Dimitris Tiliakos (Don Giovanni), Mika Kares (le Commandeur), Myrtò Papatanasiu (Donna Anna), Kenneth Tarver (Don Ottavio), Karina Gauvin (Elvira), Vito Priante (Leporello), Guido Loconsolo (Masetto), Christina Gansch (Zerlina). Musicaeterna (Chœur et Orchestre de l'Opéra de Perm), dir. Teodor Currentzis (2015).
CD Sony Classical 88985316032. Distr. Sony.
Arturo Toscanini ne dirigea Don Giovanni qu'une seule fois dans sa carrière, à Buenos Aires en 1906, dans une production « maison ». Celle qu'il entreprit en 1929 - dernière production de sa dernière saison à La Scala avant la guerre - fut annulée avant la générale. Les raisons de cette décision dramatique demeurent inconnues ; selon son biographe, Harvey Sachs, Toscanini était perplexe quant à la nature de l'œuvre et sa compréhension de celle-ci. En dehors de l'ouverture, enregistrée à la NBC en 1946, il ne toucha plus jamais à cette partition.
Maestro Teodor Currentzis ne s'embarrasse guère de ces scrupules. Dans une interview donnée au journal russe Kommersant il déclare que « si Mozart était en vie, il trouverait que nous avons réalisé un enregistrement idéal ». Et dans l'interview de la pochette, il affirme que « Don Giovanni a la pire histoire discographique des trois opéras d'après Da Ponte » - histoire de susurrer que la série noire (composée, rappelons-le, de Busch, Walter, Furtwängler, Reiner, Karajan, Rosbaud, Böhm, Fricsay, Krips, Mitropoulos, Giulini, Solti, Klemperer...) s'arrête enfin avec lui. Et par deux fois encore, car - sauf oubli de notre part, c'est une première dans la discographie lyrique - Sony a payé pour deux versions du même enregistrement, avec deux distributions différentes, avant de publier la seconde. Chez ses fans, cela s'appelle « Currentzis aime la provoc ». Nous dirions plutôt « si tacuisses, philosophus mansisses ».
Sans cette auto-fanfare et sans la proclamation publicitaire de Sony selon laquelle il s'agirait d'un enregistrement « révolutionnaire », peut-être n'y aurions-nous pas regardé de plus près.
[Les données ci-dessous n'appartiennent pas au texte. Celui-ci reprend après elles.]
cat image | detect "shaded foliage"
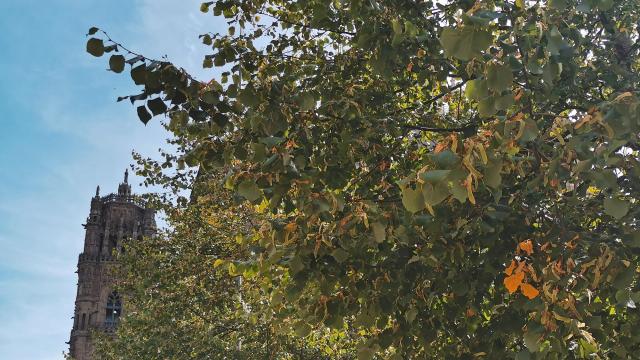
[87,0,640,359]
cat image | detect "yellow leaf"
[504,260,516,276]
[284,222,298,232]
[520,283,540,299]
[504,272,524,294]
[518,240,533,255]
[476,143,489,165]
[464,174,476,205]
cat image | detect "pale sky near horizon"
[0,0,223,360]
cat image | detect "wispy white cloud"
[0,0,224,360]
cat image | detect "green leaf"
[604,197,630,220]
[484,160,502,189]
[547,26,569,55]
[402,186,425,213]
[357,347,376,360]
[518,119,540,143]
[440,26,493,61]
[136,105,152,125]
[495,94,516,111]
[371,222,387,243]
[147,97,167,116]
[420,170,451,184]
[331,248,349,264]
[464,79,489,101]
[238,180,260,201]
[238,85,260,107]
[548,0,567,10]
[293,321,311,338]
[298,93,316,111]
[109,55,124,74]
[432,149,460,169]
[478,97,497,118]
[287,256,304,274]
[87,38,104,57]
[422,181,450,206]
[487,63,513,93]
[200,1,213,13]
[524,331,540,353]
[131,64,147,85]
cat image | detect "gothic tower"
[69,171,156,360]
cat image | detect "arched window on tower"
[104,291,122,327]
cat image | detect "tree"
[87,0,640,359]
[94,169,358,360]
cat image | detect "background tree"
[91,169,360,360]
[87,0,640,359]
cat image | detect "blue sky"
[0,0,220,360]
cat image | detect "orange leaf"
[518,240,533,255]
[504,272,524,294]
[520,284,540,299]
[504,260,516,276]
[284,222,298,232]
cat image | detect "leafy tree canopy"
[87,0,640,359]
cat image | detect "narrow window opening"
[105,291,122,327]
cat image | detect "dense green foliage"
[95,173,353,360]
[87,0,640,359]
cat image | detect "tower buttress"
[69,171,156,360]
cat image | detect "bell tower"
[69,171,156,360]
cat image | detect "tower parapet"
[69,171,156,360]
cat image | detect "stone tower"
[69,171,156,360]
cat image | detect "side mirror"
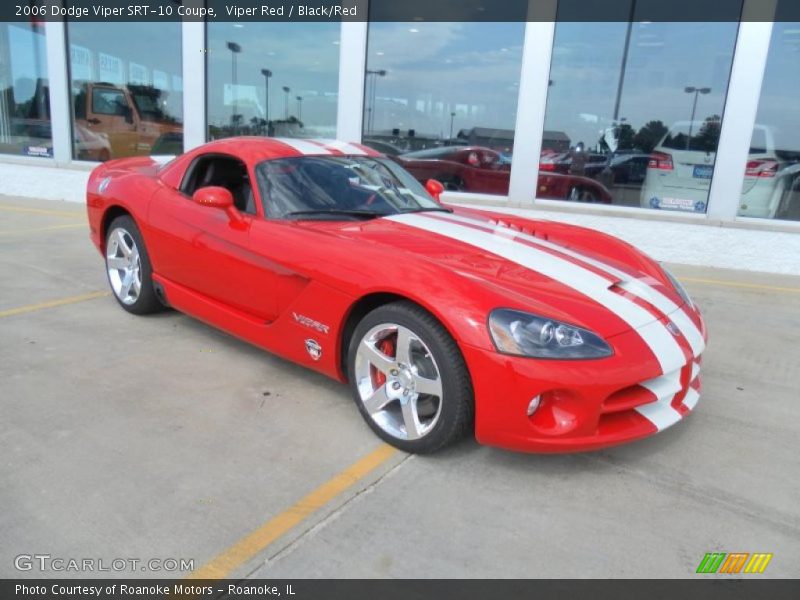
[192,185,243,222]
[425,179,444,202]
[122,106,133,124]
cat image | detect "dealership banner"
[0,580,800,600]
[0,0,800,22]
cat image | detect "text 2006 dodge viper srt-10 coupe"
[87,138,706,452]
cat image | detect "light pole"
[261,69,272,135]
[367,69,386,133]
[683,85,711,150]
[283,85,292,121]
[227,42,242,134]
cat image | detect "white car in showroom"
[641,121,797,218]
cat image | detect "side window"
[92,88,127,116]
[181,155,256,215]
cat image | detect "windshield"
[256,156,444,219]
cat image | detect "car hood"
[298,209,682,337]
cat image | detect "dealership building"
[0,0,800,230]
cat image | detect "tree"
[691,115,722,152]
[633,121,668,154]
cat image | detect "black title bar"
[0,575,800,600]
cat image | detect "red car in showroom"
[87,138,706,452]
[392,146,611,204]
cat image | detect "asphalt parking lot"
[0,198,800,578]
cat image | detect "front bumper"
[463,316,705,452]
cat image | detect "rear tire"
[347,301,474,454]
[105,215,164,315]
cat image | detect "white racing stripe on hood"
[438,215,705,357]
[274,138,331,154]
[386,215,686,373]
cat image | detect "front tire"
[105,215,163,315]
[348,301,473,454]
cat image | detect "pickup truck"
[74,83,183,160]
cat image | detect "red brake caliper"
[369,336,395,389]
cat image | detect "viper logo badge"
[306,339,322,360]
[292,312,330,335]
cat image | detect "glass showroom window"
[207,23,341,140]
[363,22,525,194]
[537,0,742,213]
[67,22,183,161]
[0,23,53,156]
[739,13,800,220]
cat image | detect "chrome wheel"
[106,227,142,306]
[355,323,442,440]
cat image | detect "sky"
[7,0,800,157]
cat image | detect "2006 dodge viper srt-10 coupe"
[87,138,706,452]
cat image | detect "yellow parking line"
[0,206,86,219]
[0,223,86,235]
[678,277,800,294]
[0,292,111,318]
[187,444,397,579]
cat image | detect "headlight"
[489,308,613,360]
[661,264,694,308]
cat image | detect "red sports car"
[87,138,706,452]
[392,146,611,204]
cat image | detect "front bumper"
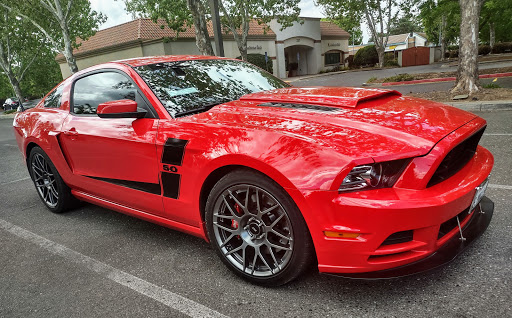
[337,197,494,279]
[301,147,493,278]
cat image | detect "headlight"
[339,159,410,192]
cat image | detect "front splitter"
[328,196,494,279]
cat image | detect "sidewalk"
[444,100,512,112]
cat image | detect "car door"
[60,70,163,214]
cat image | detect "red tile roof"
[56,19,350,60]
[320,21,350,37]
[57,19,275,59]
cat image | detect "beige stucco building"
[56,18,350,78]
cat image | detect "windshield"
[135,60,290,117]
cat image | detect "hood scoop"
[240,87,402,108]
Et ce regard révèle, hélas, une production de pure routine, tour à tour simpliste et chichiteuse, dissimulée derrière force glorioles et rubans maniéristes.
Une version mal cousue
Routinier d'abord le choix du texte. Il se peut d'ailleurs que nous assistions à un changement de générations. Un René Jacobs emmitoufle toujours ses petites envies dans un épais édredon scientifique - comme il l'a fait dans son propre Don Giovanni dont il célébrait la prétendue nature de « work in progress » afin de conclure à la supériorité de la « version de Vienne ». Currentzis, lui, nous sert un mélange banal des deux versions, Prague et Vienne, sans rien justifier. Combien peu de réflexion est allé dans ce choix, nous en avons la preuve au IIe acte où, ayant gardé le duetto buffo Zerline/Leporello et la scena d'Elvire, le chef a supprimé... la petite minute de récitatif où Elvire et Zerline constatent la fuite du valet, ce qui, dans la structure viennoise d'origine, donne à Elvire la raison de s'exclamer « In quali eccessi... ». Mais il y a plus sérieux : dans ladite interview de pochette (où pas un poncif ne manque : « dramma giocoso », « mystère de Donna Anna »...) le chef évoque une « version viennoise de la conclusion de l'opéra » qui, selon lui, aurait été « écrite plus tard ». Or, notoirement, c'est l'inverse qui est vrai : le finale écrit à Prague fut probablement - nous n'en savons rien de certain - coupé à Vienne. Et lorsque, dans le même texte, Currentzis déplore « l'ambiguïté dramatique » des personnages d'Elvire et de Zerline, il ne semble guère réaliser qu'elle naît... de la greffe viennoise qu'il vient de sanctionner, deux pièces étrangères au projet initial - un duo de pure farce et un air serio - et composées sous la contrainte.
Des tempi mal jugés
Pas moins routiniers les tempi. A ce titre, l'entreprise du Maestro Currentzis s'apparente à une contre-révolution. Plutôt que de chercher inspiration chez les « baroqueux » (Östman, Norrington, Jacobs) et « associés » (Mackerras, Harding), tout en affinant leurs choix, le chef s'aligne mollement sur la « moyenne traditionnelle ». Ces grands prédécesseurs qu'il renvoie à leurs chères études, voilà qu'il choisit de les suivre dans ce qu'ils font de plus discutable, tout en ignorant leurs enseignements les plus précieux.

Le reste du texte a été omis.